I don’t understand why Unity coordinate system is bottom-left based, and then you have a structure Rect which is top-left based. Very wierd. As far as I understood the whole gui system is also top-left based.
If you use those things in one function, wow things get messy. I just wanna hear opinions how you guys deal with this.
I’d guess most programmers first saw C# with free MicroSoft VisualStudio, or maybe Microsoft’s free C#/XNA for games (sort of.) The “Forms” environment sets up a standard, easy to use, drag-and-drop GUI menu system (the kind of thing I imagine the EasyGUI add-on does for you – I have no involvement with EasyGUI.)

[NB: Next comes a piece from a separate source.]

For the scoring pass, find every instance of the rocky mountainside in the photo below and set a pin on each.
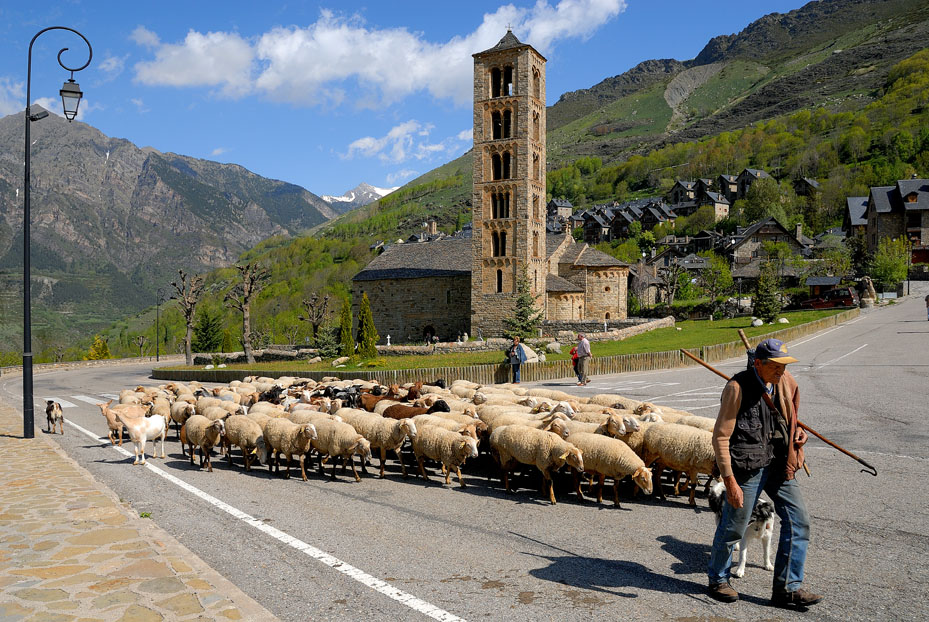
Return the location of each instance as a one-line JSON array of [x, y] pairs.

Microsoft C# uses a top-left, units-are-pixels coordinate system for everything. It seems pretty odd, but back in the early days of web-pages, the layout engine always worked upper-left down and across. The bottom was just where ever it landed. I believe javascript also used top-left coords for the same reason (it was originally created to add some code to web pages.) Even things like “50% across” were suspect, since you didn’t know the width until you wrote the entire page and knew the longest line.

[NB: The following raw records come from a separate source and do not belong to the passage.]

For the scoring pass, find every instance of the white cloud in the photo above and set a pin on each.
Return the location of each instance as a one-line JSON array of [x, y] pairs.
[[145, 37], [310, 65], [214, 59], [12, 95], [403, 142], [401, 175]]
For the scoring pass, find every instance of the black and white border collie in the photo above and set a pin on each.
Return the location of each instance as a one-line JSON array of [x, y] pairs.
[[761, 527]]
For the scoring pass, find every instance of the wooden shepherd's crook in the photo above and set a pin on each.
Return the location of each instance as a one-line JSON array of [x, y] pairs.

The Unity coord system gets even worse. GUILabels use viewport coords: 0-1/0-1 screen percents, from bottom-left. Camera.WorldToScreen gives ScreenCoords, which are in pixels, but centered bottom-left, so you have to flip Y to use it for RectCoords.
The thing is, we’re already converting Z-up (3DS-Max) to Y-up, feet to meters, 2D grid centers into world coords, ViewPort to Screen, degrees to radians. I believe it’s pretty normal to assume there will be a conversion, and to be in the habit of always thinking about which coordinate system you’re in and which you need.